Microglia are the major immune cellular in CNS, and accumulating researches suggested that microglia-mediated neuroinflammation participates in the pathogenesis and progression in various neurodegenerative diseases, such as AD and Parkinson’s disease (4345). Many evidences point to the neurotoxic effect of excessive microglial activation, and modifying microglial activation might be a beneficial strategy for various neurodegenerative disorders (45, 46). However, recent research found that simply blocking inflammation by suppressing microglial activation would likely not induce overall beneficial effects (43), and increasing studies focused on the microglial polarization regulation. Similar to periphery macrophages, microglia are heterogeneous with different phenotypes and functions in response to microenvironmental disturbances, such as chronic cerebral ischemia (47), which range from pro-inflammatory M1 phenotype to anti-inflammatory M2 phenotype (14). M1 phenotype microglia could synthesize and secrete pro-inflammatory cytokines, aggravating neuronal injury and CNS disorders. On the contrary, M2 phenotype participates in the repair process after brain injury by removing damaged cell debris and generating neurotrophic factors and anti-inflammatory mediators (48). It has been reported that restoring the M1/M2 balance of microglia could reverse memory decline in AD mice (49) and attenuate brain damage of the focal cerebral ischemia model (47). Thus, redirection of microglial M1/M2 status by inhibiting the M1 phenotype while stimulating the M2 phenotype has been suggested as an effective strategy for neurodegenerative diseases (50, 51). In this VD rat model, we found the occurrence of microglial over-activation and abnormal microglial phenotypic transformation. Treatment with GJ-4 notably suppressed microglial activation by switching the phenotypes of microglia, as evidenced by decreased mRNA levels of M1-associated molecules as well as increased mRNA levels of M2-associated molecules. These data identified that protective effects of GJ-4 were on the account of suppressing microglia-mediated neuroinflammatory actions via regulating microglial polarization.

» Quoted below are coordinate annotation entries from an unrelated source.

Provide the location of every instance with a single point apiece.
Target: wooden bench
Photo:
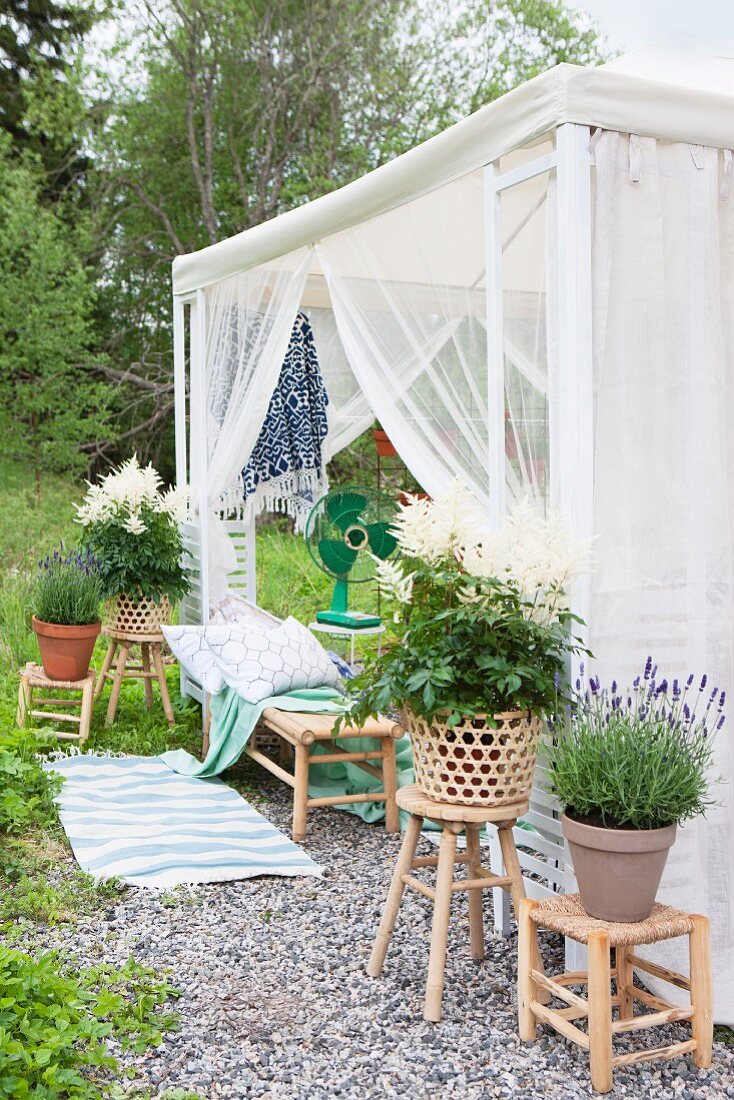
(297, 735)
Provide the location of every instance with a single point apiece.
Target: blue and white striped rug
(134, 818)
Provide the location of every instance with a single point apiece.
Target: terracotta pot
(619, 870)
(473, 763)
(66, 650)
(385, 449)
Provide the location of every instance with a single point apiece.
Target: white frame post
(495, 350)
(571, 410)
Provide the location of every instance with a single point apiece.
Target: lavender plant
(68, 589)
(638, 758)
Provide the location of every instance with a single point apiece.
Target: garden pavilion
(540, 301)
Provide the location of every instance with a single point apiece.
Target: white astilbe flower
(134, 524)
(440, 528)
(393, 581)
(122, 494)
(540, 557)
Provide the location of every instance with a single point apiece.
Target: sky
(704, 25)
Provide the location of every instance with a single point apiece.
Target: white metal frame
(543, 849)
(192, 469)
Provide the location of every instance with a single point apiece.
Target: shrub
(68, 589)
(484, 617)
(132, 528)
(637, 758)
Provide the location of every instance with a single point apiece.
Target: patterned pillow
(190, 646)
(258, 662)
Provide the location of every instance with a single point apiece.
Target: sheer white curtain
(664, 366)
(407, 292)
(249, 320)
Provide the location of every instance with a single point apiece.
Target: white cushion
(190, 646)
(256, 660)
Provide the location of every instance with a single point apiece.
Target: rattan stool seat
(612, 959)
(413, 800)
(566, 914)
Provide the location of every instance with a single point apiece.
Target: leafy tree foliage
(37, 41)
(51, 404)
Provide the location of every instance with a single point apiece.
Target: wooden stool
(566, 914)
(32, 678)
(453, 820)
(151, 646)
(299, 733)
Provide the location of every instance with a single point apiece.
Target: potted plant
(132, 527)
(382, 442)
(485, 635)
(627, 768)
(67, 597)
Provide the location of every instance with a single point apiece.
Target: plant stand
(34, 679)
(453, 818)
(566, 914)
(151, 668)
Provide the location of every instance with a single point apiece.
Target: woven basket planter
(473, 763)
(138, 616)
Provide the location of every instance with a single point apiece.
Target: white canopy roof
(648, 92)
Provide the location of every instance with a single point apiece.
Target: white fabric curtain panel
(249, 320)
(407, 292)
(664, 371)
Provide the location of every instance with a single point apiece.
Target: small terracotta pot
(619, 870)
(66, 650)
(385, 449)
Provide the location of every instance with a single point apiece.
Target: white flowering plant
(484, 617)
(131, 525)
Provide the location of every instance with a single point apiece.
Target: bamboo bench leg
(87, 706)
(390, 785)
(107, 663)
(701, 991)
(624, 981)
(527, 949)
(148, 686)
(394, 897)
(475, 914)
(160, 668)
(114, 694)
(600, 1011)
(300, 793)
(439, 928)
(24, 702)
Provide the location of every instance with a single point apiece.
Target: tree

Recently, PPAR-γ is considered as the potential therapeutic target for various CNS diseases (52). It has been reported that PPAR-γ activation could elicit potent neuroprotective effects in various animal models of cerebral ischemia, AD, and VD (21, 5355). The neuroprotective effects of PPAR-γ are closely involved in the regulation of microglia-associated neuroinflammation (56). Exactly, the activation of PPAR-γ could suppress microglial M1 phenotype polarization via inhibiting the activation of NF-κB and could also cooperate with C/EBPβ to subsequently promote M2 microglial polarization (37, 57). To further investigate the mechanisms of GJ-4 in regulating microglia-mediated neuroinflammation, we analyzed the changes of NF-κB and C/EBPβ. The PPAR-γ nuclear translocation in VD rats was decreased, which consequently caused downstream increased activity of NF-κB as well as decreased expression of C/EBPβ. GJ-4 markedly increased the activity of PPAR-γ by promoting its nuclear translocation, and further investigation demonstrated that GJ-4 could inhibit NF-κB nuclear translocation and elevate the C/EBPβ expression. These aforementioned data suggested that with the activation of PPAR-γ, GJ-4 switched the microglial phenotypes via modulating NF-κB and C/EBPβ signaling pathways.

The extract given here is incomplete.